Classification of Methods for Developing Bioimplants. Scaffolding methods are utilized in 83% of the reports, employing exogenous extracellular matrix (ECM) as support for bioimplant assembly. In contrast, scaffold-free methods are reported in 17% of the studies. These methods allow cells to autonomously synthesize and assemble their own ECM for structural support.

FIG. 4.

Classification of scaffolding and scaffold-free methods. Scaffolding methods: 3D bioprinting scaffolds are reported in 33% of the studies, utilizing hydrogels with rheological properties that facilitate both, the printing and gelling of complex three-dimensional structures. Manual shaping and casting techniques account for 31% of the reports, providing an easier approach to shaping scaffolds according to specific requirements. Decellularized scaffolds, which comprise 14% of the studies, involve xenotransplantation of cartilage that has undergone a washing process to remove cells while preserving ECM proteins. These scaffolds can recruit cells in situ upon grafting. Hydrogels composed of biomaterials and cells are featured in 5% of the reports, highlighting their versatility to match the physicochemical properties of cartilage. Scaffold-free methods: microsheets are reported in 14% of the studies. They consist of multilayer cell culture structures where the ECM is entirely synthesized by the cells themselves. Additionally, micro 3D spheroids, used in 3% of reports, mimic the embryonic development of auricular hillocks, offering insights into cellular interactions without the need for scaffolding materials.

Scaffolding methods

The scaffold materials must mimic the cartilage’s mechanical properties, such as elasticity and shape-retention stability.⁶⁰ As well as biological properties allowing attachment, proliferation, and permeability.⁶¹ Scaffolds can be developed from manual methods such as assembling the scaffold biomaterials into manufactured molds to fully 3D printed bioimplants (Fig. 4). Progress has been made in understanding the scaffold biomaterials properties and their contribution to the development of bioimplants (Table 1).

Table 1.

The Main Findings from Preclinical and Clinical Trials on Biomaterials and Scaffolding Techniques Are Summarized

Scaffolding techniques	Material	Cells	In vivo trial	Main findings	References
Manual shape and molds	PGA	Human ACCs, mACs, and CCs. Rabbit ACCs and MSCs	SCID hairless congenic mice and immunocompetent rabbits Humans	The PGA scaffold can be grafted without the need for in vitro maturation time, if exposure to degradation products is controlled to avoid triggering an immunological reaction. The mechanical properties of the biomaterial provide a suitable environment for chondrocytes.
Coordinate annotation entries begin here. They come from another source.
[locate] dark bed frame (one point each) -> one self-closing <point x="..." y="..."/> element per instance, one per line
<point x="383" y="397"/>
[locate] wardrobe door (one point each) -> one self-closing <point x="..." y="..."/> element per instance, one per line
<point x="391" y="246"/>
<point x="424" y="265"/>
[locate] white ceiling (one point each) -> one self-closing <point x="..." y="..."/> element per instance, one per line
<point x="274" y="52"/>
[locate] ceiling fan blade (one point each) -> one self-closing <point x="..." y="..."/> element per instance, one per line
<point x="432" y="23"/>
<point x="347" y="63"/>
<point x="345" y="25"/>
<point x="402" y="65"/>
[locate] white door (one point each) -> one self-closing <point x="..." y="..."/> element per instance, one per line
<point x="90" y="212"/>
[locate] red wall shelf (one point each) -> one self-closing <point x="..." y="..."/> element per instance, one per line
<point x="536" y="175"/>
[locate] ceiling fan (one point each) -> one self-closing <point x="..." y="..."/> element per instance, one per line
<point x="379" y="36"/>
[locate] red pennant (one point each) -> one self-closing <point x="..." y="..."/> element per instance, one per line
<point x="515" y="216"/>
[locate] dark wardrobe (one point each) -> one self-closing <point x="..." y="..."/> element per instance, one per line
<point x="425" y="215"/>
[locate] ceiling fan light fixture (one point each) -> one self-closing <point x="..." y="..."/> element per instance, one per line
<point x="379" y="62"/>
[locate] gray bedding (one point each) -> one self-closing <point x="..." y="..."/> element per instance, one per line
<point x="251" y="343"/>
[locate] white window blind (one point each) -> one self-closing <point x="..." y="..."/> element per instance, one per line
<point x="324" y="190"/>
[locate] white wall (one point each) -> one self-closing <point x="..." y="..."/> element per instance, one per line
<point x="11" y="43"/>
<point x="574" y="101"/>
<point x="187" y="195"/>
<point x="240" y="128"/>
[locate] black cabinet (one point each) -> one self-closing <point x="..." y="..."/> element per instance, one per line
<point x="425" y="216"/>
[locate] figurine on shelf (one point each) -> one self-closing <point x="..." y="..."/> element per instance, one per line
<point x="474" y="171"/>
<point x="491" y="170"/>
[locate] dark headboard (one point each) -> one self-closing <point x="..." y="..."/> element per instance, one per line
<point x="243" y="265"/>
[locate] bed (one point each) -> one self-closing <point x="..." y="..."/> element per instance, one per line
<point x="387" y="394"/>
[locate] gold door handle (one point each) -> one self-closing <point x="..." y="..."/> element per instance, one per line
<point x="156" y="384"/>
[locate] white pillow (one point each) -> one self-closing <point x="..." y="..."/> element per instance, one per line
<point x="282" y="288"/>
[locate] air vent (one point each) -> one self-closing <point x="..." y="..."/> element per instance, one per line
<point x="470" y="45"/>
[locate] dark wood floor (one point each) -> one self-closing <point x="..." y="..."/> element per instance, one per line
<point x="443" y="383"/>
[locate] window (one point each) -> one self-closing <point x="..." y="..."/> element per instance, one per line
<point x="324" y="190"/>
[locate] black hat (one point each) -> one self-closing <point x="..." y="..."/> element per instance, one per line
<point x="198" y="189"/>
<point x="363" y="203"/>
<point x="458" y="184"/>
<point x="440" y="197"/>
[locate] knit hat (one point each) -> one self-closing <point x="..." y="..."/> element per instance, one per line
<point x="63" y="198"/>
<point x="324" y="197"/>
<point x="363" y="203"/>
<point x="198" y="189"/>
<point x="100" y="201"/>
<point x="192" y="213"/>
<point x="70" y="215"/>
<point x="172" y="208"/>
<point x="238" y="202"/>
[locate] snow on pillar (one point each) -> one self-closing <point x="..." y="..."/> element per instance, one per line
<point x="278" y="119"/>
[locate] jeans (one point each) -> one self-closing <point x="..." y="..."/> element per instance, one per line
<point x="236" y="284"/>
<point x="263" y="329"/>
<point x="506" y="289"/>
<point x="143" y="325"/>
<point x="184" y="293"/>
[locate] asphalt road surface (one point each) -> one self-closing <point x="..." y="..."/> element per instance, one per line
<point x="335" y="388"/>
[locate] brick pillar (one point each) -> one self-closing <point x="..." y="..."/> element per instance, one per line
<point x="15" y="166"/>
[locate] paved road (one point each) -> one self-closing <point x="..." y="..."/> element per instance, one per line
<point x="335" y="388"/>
After 1 month of grafting, the biomaterial shows neocartilage in its structure with mechanical properties like those of native cartilage.	^32,53
	PLA	Human iPSCs and ACCs	Nude mice Humans	PLA has a three-dimensional shape memory that preserves the reliefs present in the ear shape. Its slow degradation and absorption avoid severe inflammation and consequent ossification.	^39,53,63
	Bacterial cellulose membrane	—	Wistar rats	The scaffold mimics the resistance and elasticity of elastic cartilage. Does not suffer degradation or rejection by the body. Allows the development of a vascularization network on its periphery.	⁶⁰
	Poly-L-lactic acid (PLLA)	Human ACCs	Nude mice	PLLA acts as a physical barrier to inflammation and ossification factors. It allows the development of perichondrium on its surface.	⁹⁷
Decellularization	Human ear	Human aortic endothelial cells	Wistar rats	Significantly reduced the presence of total native DNA, proinflammatory cytokines, and immunogenicity. While the native cartilage structure was preserved, there was a marked decrease in GAGs concentration, which may impact the elasticity of the final tissue.	⁷⁰
Decellularization	Goat auricular cartilage	—	Humans mice	Treated cartilage allows interspecies tissue transplantation and cell recruitment in situ without major clinical complications.	^71,72
Hydrogel	HPCH	Goat ACCs	Athymic mice	It can be used as an injectable cellularized scaffold because it gels at body temperature. Maintains its original shape when neocartilage is generated.	⁷⁸
3D bioprinting	PU	MSCs derived from tonsils	Mice C57BL/6	The biomaterial has optimal porosity and allows neovascularization. Its physical properties allow it to maintain its original shape when grafted.	⁵¹
	PU	Human dermal fibroblasts	BALB/c Mice	It can be modified using argon to improves cell attachment on its surface without deformation or toxicity.	⁸⁷
	PCL	Human ACCs	Athymic rats	Porosity of 200 µm in scaffolds allows cell migration and proliferation inside.	³⁸
		Human ACCs	Athymic rats	Pretreatment with ethanol in polymers as scaffold material improves cell attachment.	⁸⁹
		—	Athymic rats	Cell recruitment. Scaffolds with precise anatomical shape. Permeable structure that promotes angiogenesis. The stiffness should be modified at the points of greatest skin tension to avoid ulcerations.	⁵²
		Porcine ACCs	Athymic rats	It has a great rate of degradation, and its degradation product does not trigger serious immunological reactions. Previous cellularization of the PCL reduces the appearance of ulcers because there is less friction between the material and the skin.	⁵⁴
		Porcine ACCs	RNU nude rat	Allows random and spherical porosity that promotes chondrogenesis.	⁸⁸
	Bioink based on goat ear cartilage	Cellularization by recruitment of chondrocytes in situ	Wistar chicken and rat embryo	Cartilage with alkaline digestion treatment suppresses its immunogenicity.	⁵⁸
	HDPE	Mouse Fibroblasts L929 cells	Sprague-Dawley (SD) rat	A pretreatment with polydopamine in the scaffold improves cell attachment, migration, and has antibacterial effect that avoids infections when transplanted.	⁹³

Some biomaterials have not been tested on nonimmunosuppressed animals or humans; therefore, the results and contributions may vary when biomaterials interact with the immune system.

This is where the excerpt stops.